What are the Causes of Excessive Sweating in Women?
Relying on the data provided by the International Hyperhidrosis Society, excessive sweating or, as it is also called, hyperhidrosis is a problem for 365 million people worldwide. A study published in the Archives of Dermatological Research journal claims that 4.8% of Americans suffer from this problem, it makes more than 15 million people.
Such a spread of the issue may be explained by numerous underlying health problems, which can trigger excessive sweating as a symptom, as well as primary focal hyperhidrosis, which is not the result of any other disease but is believed to be provoked by hereditary factors. Among the common causes of excessive sweating are overly active thyroid, hypoglycemia in diabetics, stress, and hormonal changes. We’ll stop in detail on conditions, which are more characteristic of women.
Perimenopause and menopause
A rapid decrease in the levels of estrogens in women who come to an end of their fertile period of life often trigger the so-called hot flushes.
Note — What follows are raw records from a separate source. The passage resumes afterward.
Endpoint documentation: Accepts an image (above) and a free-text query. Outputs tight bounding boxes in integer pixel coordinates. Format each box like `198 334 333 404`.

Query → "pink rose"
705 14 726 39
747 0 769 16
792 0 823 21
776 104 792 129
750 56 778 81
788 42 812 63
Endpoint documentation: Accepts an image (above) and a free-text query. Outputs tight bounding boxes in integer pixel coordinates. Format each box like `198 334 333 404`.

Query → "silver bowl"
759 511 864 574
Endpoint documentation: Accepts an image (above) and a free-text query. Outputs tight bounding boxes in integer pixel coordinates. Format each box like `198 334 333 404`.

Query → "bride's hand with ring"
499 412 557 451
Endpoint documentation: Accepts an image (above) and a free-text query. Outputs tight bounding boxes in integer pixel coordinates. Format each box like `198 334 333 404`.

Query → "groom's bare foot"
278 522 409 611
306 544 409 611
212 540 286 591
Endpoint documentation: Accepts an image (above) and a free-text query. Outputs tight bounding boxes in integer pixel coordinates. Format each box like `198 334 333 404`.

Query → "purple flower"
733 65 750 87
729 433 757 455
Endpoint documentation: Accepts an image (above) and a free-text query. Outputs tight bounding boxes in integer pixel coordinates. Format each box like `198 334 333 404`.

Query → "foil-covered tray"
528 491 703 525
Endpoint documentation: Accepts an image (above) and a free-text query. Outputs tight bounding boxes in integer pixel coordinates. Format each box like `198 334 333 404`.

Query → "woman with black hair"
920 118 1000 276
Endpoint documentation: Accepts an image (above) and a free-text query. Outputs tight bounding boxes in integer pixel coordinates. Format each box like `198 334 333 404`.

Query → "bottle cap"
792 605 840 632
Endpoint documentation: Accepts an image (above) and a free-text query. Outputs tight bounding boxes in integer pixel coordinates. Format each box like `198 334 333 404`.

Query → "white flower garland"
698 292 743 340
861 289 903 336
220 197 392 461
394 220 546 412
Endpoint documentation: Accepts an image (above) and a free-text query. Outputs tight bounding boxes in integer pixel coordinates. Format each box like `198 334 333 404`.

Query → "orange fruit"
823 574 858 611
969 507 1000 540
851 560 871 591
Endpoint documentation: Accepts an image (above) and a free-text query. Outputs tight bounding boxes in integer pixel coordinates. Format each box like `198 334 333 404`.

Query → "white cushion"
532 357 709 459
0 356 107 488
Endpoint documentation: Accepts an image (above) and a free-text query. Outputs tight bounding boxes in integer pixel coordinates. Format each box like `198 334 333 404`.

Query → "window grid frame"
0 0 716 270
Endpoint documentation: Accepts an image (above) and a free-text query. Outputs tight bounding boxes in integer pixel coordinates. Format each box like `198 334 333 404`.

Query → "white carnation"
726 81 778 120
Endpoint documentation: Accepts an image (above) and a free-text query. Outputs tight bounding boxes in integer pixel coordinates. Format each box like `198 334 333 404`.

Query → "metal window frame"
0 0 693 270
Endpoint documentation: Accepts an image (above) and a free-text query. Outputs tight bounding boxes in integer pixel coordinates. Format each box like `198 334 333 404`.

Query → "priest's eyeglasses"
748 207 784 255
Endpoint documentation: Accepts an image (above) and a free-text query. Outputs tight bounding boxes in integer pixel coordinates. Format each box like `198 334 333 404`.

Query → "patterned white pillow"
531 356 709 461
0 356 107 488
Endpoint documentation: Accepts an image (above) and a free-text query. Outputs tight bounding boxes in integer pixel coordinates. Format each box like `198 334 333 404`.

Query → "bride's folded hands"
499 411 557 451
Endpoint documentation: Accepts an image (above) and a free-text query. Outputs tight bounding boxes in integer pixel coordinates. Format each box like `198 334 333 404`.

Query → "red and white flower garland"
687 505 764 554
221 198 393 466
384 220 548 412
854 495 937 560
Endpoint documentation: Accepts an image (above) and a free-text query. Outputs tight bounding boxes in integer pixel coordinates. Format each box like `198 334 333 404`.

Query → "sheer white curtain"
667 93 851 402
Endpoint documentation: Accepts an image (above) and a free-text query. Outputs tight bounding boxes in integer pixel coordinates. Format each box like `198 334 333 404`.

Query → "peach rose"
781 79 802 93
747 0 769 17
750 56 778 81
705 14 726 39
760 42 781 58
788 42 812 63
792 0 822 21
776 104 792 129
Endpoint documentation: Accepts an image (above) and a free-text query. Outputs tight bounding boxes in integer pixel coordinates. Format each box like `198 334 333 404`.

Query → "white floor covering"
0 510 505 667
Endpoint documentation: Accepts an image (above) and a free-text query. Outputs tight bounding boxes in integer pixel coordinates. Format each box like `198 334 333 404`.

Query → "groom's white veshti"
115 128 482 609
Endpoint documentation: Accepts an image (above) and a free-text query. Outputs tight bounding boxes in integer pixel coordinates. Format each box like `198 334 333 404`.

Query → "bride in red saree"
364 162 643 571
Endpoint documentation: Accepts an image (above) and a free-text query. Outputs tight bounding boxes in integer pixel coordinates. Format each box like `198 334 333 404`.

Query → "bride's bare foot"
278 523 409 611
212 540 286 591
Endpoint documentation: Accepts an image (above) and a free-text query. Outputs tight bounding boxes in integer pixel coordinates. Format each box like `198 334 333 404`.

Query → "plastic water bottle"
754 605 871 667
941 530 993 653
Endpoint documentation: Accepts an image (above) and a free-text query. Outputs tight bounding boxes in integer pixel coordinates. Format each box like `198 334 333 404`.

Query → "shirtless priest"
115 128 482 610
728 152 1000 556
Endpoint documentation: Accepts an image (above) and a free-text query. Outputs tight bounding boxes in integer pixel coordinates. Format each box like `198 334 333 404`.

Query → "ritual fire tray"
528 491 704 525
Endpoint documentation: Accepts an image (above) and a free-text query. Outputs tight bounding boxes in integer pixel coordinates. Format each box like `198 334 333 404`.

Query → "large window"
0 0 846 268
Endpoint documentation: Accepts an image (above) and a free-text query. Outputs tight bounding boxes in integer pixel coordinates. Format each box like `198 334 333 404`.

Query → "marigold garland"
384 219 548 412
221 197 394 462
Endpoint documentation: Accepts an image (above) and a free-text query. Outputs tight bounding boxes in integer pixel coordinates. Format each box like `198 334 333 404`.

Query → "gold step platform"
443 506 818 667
These are unexpected “waves of heat” coming from the inside, which make women sweat heavily. In some cases, they even need to change clothes.
75% of menopausal women report having hot flushes. Hormone replacement therapy, as well as other medicinal treatments, are very often not effective for cutting back on this symptom.
Changes in the levels of hormones women go through during pregnancy can have a serious impact on the body’s ability to control the temperature. In addition, the growing body mass and accelerated metabolic processes, which are characteristic of pregnant women only add to the intensity of sweating.
Anxiety and depression
Mental health issues, anxiety and depression, in particular, can trigger excessive sweating. It is connected with overly high levels of cortisol – a hormone, which is secreted in people under the influence of stress. Cortisol increases the heart rate and raises the body temperature thus leading to excessive sweating.
The study published in the Journal of the American Academy of Dermatology in 2016 revealed that out of 2017 patients, 21.3% of people with hyperhidrosis suffered from anxiety. Whereas the corresponding number of those without hyperhidrosis was only 7.5%. The prevalence of hyperhidrosis in patients with depression was 27.2% compared to 9.7% of individuals who had no problems with excessive sweating.